Claude Debussy was born in the Parisian suburb of Saint-Germaine-en-Laye on August 22, the eldest of five children. His father owned a china shop and his mother was a seamstress. The family moved to Paris in 1867. He took his first piano lessons when he was nine and in 1872 he entered the Paris Conservatoire. During the eleven years he spent at the Conservatoire he studied composition with Ernest Guiraud and piano with Antoine François Marmontel whose lessons he favored most. From the very start Debussy was argumentative and experimental in the field of harmony and sound. He challenged the academic traditions favoring dissonances and intervals, which were considered dissident at the time.

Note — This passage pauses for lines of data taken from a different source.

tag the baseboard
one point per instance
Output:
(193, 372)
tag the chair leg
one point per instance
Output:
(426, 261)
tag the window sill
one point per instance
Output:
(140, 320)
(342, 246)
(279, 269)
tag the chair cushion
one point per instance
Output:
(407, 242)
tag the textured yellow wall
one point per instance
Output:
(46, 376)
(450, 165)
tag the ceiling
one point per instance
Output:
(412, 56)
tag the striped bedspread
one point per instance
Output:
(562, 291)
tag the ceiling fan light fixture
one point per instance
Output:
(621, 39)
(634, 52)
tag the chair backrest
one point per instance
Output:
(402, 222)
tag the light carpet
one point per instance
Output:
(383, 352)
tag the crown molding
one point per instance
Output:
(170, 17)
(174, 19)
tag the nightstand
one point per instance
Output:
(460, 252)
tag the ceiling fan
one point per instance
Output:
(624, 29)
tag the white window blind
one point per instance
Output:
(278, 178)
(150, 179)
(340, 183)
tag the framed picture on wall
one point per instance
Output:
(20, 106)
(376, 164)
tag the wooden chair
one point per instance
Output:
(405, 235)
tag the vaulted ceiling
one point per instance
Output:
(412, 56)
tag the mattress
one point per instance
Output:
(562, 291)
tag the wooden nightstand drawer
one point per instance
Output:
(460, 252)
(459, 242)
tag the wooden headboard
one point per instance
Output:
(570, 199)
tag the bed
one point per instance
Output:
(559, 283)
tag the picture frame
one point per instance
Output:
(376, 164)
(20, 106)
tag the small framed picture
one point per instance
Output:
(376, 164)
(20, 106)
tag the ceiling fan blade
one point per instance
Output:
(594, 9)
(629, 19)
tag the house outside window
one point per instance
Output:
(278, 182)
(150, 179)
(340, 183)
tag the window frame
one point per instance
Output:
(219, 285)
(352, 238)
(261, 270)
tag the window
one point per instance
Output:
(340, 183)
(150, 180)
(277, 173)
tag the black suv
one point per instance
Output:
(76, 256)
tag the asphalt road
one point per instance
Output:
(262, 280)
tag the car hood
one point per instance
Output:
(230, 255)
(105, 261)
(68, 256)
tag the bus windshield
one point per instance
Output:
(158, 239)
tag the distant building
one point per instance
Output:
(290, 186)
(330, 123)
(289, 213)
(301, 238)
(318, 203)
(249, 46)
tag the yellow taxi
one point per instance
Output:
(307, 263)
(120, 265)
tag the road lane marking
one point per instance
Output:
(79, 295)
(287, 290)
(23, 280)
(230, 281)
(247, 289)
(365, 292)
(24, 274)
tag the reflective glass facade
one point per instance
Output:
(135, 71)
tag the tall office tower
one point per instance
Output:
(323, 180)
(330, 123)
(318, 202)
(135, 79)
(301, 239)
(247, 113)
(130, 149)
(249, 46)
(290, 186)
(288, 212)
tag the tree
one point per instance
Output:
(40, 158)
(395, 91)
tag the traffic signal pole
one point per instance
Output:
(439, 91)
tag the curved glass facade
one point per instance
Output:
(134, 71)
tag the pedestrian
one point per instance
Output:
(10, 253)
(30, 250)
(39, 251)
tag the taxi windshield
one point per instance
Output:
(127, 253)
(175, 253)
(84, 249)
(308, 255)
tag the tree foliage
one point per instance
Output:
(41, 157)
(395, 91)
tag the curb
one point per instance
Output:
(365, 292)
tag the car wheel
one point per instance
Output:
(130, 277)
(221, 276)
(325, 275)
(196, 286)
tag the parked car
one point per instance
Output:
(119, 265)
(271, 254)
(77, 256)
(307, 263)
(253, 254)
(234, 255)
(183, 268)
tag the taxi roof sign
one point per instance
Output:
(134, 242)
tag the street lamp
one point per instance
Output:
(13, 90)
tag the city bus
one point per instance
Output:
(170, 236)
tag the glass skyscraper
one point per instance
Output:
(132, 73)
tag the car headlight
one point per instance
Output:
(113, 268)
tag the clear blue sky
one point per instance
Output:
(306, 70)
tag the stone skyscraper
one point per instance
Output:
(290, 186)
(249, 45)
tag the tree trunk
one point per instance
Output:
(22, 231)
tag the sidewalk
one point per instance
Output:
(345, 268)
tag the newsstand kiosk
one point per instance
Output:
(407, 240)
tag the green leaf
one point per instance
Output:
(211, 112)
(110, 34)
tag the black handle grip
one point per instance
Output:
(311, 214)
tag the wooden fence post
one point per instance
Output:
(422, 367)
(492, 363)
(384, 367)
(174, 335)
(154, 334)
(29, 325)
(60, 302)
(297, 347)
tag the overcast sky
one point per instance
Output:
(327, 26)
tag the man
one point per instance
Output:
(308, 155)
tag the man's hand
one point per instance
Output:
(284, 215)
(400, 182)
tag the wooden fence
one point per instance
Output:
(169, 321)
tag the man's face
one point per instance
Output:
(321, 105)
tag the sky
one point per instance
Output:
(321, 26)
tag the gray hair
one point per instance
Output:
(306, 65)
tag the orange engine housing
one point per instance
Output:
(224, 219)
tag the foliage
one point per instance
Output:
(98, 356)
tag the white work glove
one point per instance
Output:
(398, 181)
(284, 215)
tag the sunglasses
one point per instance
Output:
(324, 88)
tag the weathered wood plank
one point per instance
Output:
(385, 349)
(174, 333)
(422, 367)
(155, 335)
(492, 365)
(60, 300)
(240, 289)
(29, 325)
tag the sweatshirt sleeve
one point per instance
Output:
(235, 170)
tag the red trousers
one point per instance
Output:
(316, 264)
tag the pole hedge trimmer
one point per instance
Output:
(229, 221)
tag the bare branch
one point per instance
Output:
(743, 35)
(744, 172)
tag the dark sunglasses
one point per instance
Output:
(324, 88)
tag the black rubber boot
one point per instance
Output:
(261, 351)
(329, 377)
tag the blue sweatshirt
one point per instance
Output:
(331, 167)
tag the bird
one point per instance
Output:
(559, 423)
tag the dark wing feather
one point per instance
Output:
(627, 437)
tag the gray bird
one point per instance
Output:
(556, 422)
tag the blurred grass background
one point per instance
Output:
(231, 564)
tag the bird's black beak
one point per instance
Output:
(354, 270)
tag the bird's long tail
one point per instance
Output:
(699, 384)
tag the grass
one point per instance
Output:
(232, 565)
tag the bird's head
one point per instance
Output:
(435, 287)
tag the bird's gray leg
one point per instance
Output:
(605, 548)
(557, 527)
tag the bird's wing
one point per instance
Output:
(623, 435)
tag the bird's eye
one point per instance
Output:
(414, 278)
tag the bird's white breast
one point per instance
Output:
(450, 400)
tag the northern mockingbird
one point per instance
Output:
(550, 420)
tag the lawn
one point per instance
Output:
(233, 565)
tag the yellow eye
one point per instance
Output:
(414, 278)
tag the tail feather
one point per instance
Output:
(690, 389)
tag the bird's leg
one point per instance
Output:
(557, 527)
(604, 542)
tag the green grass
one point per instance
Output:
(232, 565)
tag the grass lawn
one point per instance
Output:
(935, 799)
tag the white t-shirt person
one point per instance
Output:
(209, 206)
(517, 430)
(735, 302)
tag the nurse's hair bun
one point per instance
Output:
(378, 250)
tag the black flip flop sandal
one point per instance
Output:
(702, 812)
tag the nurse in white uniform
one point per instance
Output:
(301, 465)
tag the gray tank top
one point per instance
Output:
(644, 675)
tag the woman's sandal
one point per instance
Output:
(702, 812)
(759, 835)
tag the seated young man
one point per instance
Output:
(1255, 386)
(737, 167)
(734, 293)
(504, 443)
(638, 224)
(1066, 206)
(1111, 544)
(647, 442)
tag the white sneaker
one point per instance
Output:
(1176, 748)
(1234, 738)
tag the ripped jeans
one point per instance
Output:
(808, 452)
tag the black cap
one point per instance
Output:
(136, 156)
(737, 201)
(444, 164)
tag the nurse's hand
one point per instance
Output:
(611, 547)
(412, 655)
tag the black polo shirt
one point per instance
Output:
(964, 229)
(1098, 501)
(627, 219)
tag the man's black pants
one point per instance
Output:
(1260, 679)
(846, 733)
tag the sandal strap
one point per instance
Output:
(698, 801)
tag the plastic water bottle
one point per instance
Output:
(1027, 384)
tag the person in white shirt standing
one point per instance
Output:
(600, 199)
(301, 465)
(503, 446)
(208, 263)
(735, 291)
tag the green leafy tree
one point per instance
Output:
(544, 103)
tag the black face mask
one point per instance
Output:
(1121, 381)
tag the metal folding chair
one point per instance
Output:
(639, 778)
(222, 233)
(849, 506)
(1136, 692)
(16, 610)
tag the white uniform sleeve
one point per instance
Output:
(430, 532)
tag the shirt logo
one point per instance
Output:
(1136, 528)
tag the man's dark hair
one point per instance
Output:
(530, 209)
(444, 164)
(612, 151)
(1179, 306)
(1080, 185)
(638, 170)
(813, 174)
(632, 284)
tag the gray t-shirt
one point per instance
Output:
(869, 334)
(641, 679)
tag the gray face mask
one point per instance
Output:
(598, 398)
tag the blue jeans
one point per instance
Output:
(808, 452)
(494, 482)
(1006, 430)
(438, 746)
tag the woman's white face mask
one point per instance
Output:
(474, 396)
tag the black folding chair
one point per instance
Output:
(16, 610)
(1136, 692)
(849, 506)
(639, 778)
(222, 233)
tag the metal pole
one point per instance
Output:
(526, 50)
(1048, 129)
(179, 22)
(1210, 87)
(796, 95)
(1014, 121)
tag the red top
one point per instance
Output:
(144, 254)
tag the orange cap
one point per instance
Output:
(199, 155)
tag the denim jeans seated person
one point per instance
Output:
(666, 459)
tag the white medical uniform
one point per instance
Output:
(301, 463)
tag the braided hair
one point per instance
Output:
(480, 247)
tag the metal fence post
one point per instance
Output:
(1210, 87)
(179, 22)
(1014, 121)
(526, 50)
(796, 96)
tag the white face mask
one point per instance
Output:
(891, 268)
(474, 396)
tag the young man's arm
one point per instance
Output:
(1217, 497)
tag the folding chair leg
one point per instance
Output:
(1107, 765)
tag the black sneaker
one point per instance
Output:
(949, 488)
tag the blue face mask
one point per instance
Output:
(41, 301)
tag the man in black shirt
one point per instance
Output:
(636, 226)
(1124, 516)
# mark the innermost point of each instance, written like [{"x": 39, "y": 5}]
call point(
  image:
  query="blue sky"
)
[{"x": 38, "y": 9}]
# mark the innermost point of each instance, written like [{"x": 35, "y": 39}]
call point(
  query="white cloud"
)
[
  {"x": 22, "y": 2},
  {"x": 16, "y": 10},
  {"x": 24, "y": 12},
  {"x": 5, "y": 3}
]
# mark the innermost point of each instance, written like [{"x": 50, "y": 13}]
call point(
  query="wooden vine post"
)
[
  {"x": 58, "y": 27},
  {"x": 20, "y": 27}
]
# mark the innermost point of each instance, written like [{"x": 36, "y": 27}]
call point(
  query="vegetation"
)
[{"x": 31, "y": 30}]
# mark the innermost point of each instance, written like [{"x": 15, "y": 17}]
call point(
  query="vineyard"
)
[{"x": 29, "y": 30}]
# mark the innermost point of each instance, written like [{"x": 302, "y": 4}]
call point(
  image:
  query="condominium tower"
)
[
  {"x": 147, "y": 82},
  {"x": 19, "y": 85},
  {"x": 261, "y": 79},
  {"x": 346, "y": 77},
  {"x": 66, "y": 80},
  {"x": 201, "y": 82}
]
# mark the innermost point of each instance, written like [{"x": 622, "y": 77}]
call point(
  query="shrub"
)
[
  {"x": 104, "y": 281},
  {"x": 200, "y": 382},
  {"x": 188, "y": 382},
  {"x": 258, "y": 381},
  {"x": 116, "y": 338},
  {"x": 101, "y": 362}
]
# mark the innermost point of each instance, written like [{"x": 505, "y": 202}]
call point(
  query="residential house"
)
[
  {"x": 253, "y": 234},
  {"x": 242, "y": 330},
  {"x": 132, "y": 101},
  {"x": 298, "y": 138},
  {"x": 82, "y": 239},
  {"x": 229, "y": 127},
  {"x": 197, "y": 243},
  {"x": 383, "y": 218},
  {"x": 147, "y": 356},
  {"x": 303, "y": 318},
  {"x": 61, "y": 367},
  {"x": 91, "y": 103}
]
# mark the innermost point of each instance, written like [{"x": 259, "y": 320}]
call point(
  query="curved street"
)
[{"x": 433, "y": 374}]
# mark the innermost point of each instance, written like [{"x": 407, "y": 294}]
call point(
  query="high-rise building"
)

Debussy was a brilliant pianist and could perfectly read music. In 1881 he became part of the musical household of Nadezhda von Meck, the wealthy patroness of Pyotr Tchaikovsky while accompanying her in her travels in Europe and Russia. Thereafter at the behest of Mme von Meck he visited Russia another two times. The acquaintance with Russian music remained an important influence on Debussy’s own style. As a winner of the Prix de Rome in 1884 he went to the Villa Medici in the Italian capital for four years to further his studies. While staying in Rome he studied Renaissance choral music, which injected new life to his creativity. The works he finally sent to the Academy (the symphonic ode “Zuleima”, the orchestral piece “Printemps”) met a chilly response. In Rome he found the artistic atmosphere stifling, he was often depressed and unable to compose. He returned back home earlier than planned. “I am sure the Institute would not approve… but I am too enamored of my freedom, too fond of my own ideas” he wrote in one of his letters to Paris.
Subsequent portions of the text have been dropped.